Partida. Nunca dudaste que fuera lo correcto, pero tampoco escuchaste cuando te
advertí acerca del peso de hacer lo que se debe. Hoy te aplaudo desde la
inmoralidad que rechazaste, convencido de que los dos estamos en el lugar
correcto. El mundo no se acaba. Seguimos. Sin importar cuantas veces se me
paralizó el cuerpo al recibir un mensaje tuyo, las líneas que me regalabas cual
limosna y que yo atesoré con grandilocuencia; complicidad fugaz traducida en
momentos nimios en los que contuve la respiración, como el día que te
despediste y llovía, y a mí me pareció que era un cliché pero no quería que
escampara. Cosas así. Retazos. Trozos que se unen gracias a un punto de sutura.

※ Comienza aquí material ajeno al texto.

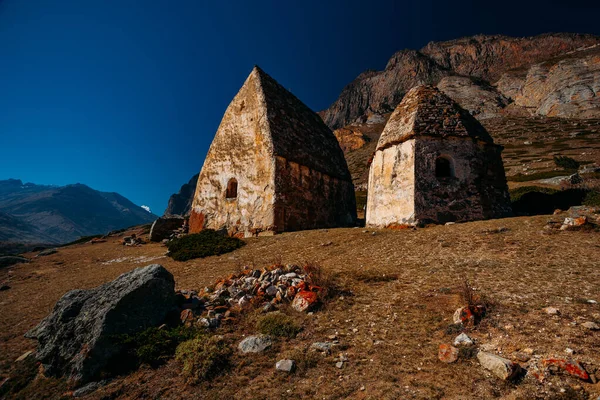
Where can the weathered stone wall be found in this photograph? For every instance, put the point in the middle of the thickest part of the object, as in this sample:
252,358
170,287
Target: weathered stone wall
242,149
392,186
309,199
477,190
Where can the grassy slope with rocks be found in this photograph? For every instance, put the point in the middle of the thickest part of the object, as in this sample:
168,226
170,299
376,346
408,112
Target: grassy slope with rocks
401,289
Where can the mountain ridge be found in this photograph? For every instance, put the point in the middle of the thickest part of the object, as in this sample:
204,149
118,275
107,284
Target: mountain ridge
486,57
31,213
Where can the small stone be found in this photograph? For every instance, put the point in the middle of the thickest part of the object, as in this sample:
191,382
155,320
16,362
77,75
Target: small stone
552,310
255,344
463,340
89,388
324,347
501,367
285,365
24,356
271,291
523,357
447,353
569,366
591,325
304,300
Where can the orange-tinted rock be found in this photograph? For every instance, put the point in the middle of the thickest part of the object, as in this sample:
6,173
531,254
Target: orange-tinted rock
571,367
196,222
187,317
447,353
304,300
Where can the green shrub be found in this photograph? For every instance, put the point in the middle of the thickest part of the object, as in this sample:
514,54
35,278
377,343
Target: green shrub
203,358
566,162
155,346
278,324
203,244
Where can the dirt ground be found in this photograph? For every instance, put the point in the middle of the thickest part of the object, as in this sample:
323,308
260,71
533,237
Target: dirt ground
403,290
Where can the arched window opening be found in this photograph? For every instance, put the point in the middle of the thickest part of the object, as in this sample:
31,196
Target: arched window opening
444,168
231,192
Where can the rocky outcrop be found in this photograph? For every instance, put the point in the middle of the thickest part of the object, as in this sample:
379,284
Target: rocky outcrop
163,227
350,139
381,91
567,86
479,98
483,57
80,337
180,203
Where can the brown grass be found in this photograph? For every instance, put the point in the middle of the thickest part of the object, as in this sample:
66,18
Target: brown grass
390,329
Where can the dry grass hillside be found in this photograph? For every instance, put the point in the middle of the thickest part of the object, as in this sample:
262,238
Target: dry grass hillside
530,145
398,292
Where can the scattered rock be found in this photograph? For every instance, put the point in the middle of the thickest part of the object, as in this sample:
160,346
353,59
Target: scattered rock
569,366
255,344
163,228
47,252
304,300
468,316
551,311
501,367
285,365
77,338
324,347
463,340
7,261
24,356
591,325
447,353
89,388
571,222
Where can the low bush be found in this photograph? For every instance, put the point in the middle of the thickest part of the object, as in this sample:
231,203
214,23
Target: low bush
154,346
540,175
566,162
278,324
517,193
592,198
203,358
203,244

La canción de Charly o tus manos sirviéndome un whisky. Tus cuentos del Paris
que no conocía. La eterna búsqueda del adjetivo correcto como parte de mis
cálculos para besarte. Cuanto me ha servido reducirlo todo a personajes;
personajes que toman impulso para atreverse a romper el molde, que son capaces
de viajar a buscar la respuesta a una pregunta que no pueden formular. Y llegan,
y caminan de noche por Caballito con un nudo en la garganta, estirando la
sonrisa hasta donde no da más con tal de que no se les escape por la hendidura
de la boca una patita de la angustia que albergan; que amagan gestos que se
quedan suspendidos en una dimensión sin tiempo; que dejan pasar las horas
sonriendo porque temen que al cambiar el tema se termine la magia del
reencuentro y estiran el dedo meñique para rozar una mano, tu mano, igual como
ocurría en la lancha de Morrocoy o en las caminatas por el Parque del Este. Pero
qué hubiera pasado, es una de las preguntas. Qué hubiera cambiado, es la otra.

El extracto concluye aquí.